Carey counts the five years he spent on campus as formative. He credits his track coaches, Jim Kehoe and Nick Kovalikies, for teaching him resilience, and the faculty advisor of his fraternity for encouraging him to pursue leadership positions.

“When I graduated and throughout my career, I looked back on those three, and I could never repay them for how much they did for me,” he says. With his wife, Victoria, Carey continues his longtime support of the university with his latest gift.

The Albert P. and Victoria V. Carey Maryland Promise Scholarship endowment is part of a pledge by the A. James & Alice B. Clark Foundation and the university to raise $100 million for need-based scholarships for undergraduates from underserved populations from Maryland and Washington, D.C.

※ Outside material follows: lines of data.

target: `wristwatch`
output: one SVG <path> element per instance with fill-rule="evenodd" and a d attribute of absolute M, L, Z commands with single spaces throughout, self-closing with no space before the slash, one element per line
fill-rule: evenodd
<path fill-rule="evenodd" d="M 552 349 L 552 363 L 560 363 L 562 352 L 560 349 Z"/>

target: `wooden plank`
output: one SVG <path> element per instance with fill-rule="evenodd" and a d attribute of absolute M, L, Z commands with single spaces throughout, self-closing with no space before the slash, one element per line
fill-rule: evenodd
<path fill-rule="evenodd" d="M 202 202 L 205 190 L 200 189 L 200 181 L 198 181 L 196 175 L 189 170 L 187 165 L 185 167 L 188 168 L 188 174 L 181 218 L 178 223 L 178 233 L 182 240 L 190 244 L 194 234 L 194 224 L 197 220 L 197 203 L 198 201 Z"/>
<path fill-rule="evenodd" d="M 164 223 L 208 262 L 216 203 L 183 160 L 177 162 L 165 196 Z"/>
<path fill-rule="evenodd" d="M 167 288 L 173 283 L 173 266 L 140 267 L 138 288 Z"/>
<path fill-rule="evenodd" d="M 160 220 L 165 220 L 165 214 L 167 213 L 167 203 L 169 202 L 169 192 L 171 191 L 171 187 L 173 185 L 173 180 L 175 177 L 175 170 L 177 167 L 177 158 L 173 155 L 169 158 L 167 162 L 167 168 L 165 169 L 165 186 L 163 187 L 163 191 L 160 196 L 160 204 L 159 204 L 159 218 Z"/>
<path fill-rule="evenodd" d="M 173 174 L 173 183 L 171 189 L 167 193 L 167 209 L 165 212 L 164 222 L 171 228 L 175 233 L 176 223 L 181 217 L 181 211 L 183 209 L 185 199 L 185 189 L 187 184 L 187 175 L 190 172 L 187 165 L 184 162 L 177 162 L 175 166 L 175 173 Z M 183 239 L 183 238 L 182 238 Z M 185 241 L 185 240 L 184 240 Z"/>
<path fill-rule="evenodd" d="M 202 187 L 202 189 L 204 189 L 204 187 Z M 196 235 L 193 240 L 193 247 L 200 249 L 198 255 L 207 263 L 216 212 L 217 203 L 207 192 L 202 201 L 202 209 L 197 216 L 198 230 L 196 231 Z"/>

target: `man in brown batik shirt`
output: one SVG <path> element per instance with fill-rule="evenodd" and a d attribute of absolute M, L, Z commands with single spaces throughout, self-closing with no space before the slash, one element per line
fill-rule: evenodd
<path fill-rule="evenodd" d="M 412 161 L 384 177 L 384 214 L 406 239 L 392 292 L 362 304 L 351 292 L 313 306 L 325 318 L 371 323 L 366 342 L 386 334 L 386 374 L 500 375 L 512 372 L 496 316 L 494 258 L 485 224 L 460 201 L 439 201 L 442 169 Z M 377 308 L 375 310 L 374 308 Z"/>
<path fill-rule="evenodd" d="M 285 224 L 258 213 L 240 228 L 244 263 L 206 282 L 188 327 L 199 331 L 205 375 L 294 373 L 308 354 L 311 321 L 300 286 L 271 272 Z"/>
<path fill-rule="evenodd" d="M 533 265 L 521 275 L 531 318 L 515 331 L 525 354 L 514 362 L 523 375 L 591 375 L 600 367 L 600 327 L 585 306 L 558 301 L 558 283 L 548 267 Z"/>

At PepsiCo, Carey held chief executive roles over North America Beverages, Frito-Lay North America and Quaker Foods North America, before his three years as CEO over all three. Before joining PepsiCo, he worked at Procter & Gamble, which recruited him right out of college.

In 2001, Carey received the university’s Distinguished Alumnus Award. He gives to Maryland Basketball and has been a tireless supporter of the track team, raising funds when its future on campus was threatened and helping with recruiting efforts in Jamaica. He has been instrumental in shepherding gifts to Maryland Smith, including the PepsiCo Chair of Consumer Research and a gift for the Smith Talent Acquisition and Referral System (STARS) scholarship program.

“I hope to spend more time with the university because I love the place,” says Carey. “I’m proud of this business school. I’m proud to have hired people at PepsiCo that went to Maryland. I’m proud of the track team. I’m just proud of the school. That pride continues. I want to see other kids come here and get the same experience that I did.”